“I do,” was what Jim and Charity said a little later when Jim had wrested Charity from her sleep by pounding at her door. He waited, frantically, while she dressed. And he had the town's one hack at the door below. He was afraid that the parson would change his mind before they could get the all-important words out of him.
They rode through the rain like Heine's couple in the old stage-coach, with Cupid, the blind passenger, between them. They ran into the church under the last bucketfuls of shower. Jim produced the license he had carried so long in vain. The washerwoman consented to be one witness; the sexton-janitor made the other.
Jim had the ring ready, too. He had carried it long enough. It made a little smoldering glimmer in the dusk church. He knelt by Charity during the prayer, and helped her to her feet, and the little clergyman kissed her with fearsome lips. Jim nearly kissed him himself.
He did hug Mrs. McGillicuddy, and pressed into her hand a bill that she thought was a dollar and blessed him for. When she got home and found what it was she almost fainted into one of her own tubs.
Jim left a signed check for the minister, with the sumlines blank, and begged him not to be a miser. They left with him a great doubt as to what the Church would do to him for doing what he had done for his chapel. But he was as near to a perfection of happiness as he was likely ever to be.
His future woes were for him, as Charity's and Jim's were for them. They would be sufficient to their several days; but for this black rainy night there were no sorrows.
It was too late to get back to the city and luxury—and notoriety. They stayed where they were and were glad enough. They expected to fare worse on the battle-front in France where they would spend their honeymoon.
There was some hesitation as to which of their two rooms at the hotel was the less incommodious, but the furniture had been magically changed. Everything was velvet and silk; what had been barrenness was a noble simplicity; what had been dingy was glamorous.

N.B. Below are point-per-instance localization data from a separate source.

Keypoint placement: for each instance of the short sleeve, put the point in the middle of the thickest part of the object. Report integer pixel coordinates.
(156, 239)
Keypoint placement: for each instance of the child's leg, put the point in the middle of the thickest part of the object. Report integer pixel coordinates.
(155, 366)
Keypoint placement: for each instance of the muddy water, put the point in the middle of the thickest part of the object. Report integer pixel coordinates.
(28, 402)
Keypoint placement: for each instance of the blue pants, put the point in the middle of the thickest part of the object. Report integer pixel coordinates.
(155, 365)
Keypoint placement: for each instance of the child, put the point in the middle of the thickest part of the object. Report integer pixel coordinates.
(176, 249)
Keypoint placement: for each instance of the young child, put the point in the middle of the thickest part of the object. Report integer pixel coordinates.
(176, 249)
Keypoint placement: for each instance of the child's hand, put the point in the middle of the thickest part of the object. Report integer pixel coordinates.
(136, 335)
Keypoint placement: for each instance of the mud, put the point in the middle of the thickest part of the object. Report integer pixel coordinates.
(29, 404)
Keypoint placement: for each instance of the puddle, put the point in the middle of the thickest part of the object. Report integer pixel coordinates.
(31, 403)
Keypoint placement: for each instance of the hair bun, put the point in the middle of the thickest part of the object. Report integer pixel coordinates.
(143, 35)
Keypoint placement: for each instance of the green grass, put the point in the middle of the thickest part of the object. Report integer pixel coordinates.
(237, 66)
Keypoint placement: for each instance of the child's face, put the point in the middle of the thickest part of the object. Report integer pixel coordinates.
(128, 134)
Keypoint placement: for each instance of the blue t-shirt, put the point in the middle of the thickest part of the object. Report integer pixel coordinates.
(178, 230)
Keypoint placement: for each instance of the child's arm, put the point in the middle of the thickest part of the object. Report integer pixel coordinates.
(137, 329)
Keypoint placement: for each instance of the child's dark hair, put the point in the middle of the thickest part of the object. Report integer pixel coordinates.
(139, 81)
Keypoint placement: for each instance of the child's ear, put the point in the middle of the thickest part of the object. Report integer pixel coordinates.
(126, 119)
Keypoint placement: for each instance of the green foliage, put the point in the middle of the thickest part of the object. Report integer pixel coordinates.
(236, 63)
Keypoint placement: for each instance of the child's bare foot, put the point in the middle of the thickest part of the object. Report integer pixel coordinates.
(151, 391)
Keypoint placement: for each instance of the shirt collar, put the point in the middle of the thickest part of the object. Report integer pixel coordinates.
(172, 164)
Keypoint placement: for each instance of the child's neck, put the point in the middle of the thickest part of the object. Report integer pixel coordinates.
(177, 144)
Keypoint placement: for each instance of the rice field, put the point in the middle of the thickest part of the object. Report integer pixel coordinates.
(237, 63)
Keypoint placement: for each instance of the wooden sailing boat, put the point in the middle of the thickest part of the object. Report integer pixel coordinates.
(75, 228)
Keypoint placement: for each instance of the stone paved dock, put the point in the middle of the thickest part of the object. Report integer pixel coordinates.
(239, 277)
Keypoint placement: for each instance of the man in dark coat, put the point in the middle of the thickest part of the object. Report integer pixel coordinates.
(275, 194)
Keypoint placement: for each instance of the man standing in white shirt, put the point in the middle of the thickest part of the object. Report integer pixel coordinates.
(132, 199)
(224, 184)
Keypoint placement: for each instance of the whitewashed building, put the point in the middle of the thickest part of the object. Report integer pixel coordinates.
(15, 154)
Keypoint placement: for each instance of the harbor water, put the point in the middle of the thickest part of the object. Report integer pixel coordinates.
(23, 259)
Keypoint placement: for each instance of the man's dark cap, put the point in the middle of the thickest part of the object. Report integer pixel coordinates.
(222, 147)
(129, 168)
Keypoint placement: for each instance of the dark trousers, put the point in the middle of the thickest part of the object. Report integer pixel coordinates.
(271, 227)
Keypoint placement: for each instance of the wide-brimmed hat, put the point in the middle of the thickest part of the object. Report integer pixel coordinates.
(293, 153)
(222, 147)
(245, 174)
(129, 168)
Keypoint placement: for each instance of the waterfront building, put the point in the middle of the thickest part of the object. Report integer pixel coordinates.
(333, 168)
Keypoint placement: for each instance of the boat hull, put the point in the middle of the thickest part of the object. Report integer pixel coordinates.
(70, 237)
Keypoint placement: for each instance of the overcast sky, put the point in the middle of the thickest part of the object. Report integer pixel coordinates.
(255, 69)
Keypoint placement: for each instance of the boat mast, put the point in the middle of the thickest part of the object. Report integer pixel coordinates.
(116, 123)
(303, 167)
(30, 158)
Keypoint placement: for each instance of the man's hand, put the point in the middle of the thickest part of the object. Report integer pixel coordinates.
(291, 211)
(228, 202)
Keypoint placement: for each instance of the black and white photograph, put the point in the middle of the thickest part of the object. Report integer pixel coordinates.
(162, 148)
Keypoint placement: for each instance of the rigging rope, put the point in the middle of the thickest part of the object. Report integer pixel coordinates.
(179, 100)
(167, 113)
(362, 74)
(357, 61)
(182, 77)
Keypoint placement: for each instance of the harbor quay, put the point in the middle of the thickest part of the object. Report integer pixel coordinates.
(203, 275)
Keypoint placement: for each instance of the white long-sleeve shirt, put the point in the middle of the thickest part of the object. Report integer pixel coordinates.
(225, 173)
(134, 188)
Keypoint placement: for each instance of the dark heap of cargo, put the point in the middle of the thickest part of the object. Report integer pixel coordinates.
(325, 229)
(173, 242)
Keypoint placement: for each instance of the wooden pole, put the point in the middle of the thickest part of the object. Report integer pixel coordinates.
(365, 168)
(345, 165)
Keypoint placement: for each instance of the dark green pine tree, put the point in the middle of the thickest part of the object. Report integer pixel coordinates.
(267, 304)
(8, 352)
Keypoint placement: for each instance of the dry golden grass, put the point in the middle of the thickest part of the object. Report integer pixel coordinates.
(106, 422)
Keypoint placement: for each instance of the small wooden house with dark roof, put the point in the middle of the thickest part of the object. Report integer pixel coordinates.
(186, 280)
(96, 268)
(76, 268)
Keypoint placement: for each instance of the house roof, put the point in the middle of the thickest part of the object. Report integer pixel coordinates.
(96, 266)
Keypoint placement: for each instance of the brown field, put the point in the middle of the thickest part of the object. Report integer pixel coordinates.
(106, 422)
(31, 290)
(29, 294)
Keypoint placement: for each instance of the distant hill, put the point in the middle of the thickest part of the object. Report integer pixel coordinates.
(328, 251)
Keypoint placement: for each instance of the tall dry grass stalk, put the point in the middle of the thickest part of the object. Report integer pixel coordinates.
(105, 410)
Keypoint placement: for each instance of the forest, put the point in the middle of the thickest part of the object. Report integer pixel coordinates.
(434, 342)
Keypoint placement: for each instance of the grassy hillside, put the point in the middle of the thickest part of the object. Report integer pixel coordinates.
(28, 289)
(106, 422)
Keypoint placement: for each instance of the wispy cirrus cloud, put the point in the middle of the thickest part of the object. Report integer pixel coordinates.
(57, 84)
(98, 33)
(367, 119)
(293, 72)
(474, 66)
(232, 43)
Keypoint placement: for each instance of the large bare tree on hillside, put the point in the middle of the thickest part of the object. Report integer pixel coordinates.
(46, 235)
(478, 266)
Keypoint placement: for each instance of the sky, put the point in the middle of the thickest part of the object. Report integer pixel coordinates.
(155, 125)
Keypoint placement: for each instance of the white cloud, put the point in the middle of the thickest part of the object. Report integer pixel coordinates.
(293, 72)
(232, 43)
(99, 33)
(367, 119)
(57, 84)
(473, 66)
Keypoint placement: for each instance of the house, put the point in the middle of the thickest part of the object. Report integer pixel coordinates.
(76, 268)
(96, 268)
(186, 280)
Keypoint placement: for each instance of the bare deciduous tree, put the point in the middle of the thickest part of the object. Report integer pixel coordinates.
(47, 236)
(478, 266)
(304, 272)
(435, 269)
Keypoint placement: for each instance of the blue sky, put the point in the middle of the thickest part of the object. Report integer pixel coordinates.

The ghastly dinner sent up from the dining-room was a great banquet, and the locomotive whistles and the thunderous freight-cars were epithalamial flutes and drums.
Outside, the world was a rainy, clamorous, benighted place. And to-morrow they must go forth into it again. But for the moment they would snatch a little rapture, finding it the more fearfully beautiful because it was so dearly bought and so fleeting, but chiefly beautiful because they could share it together.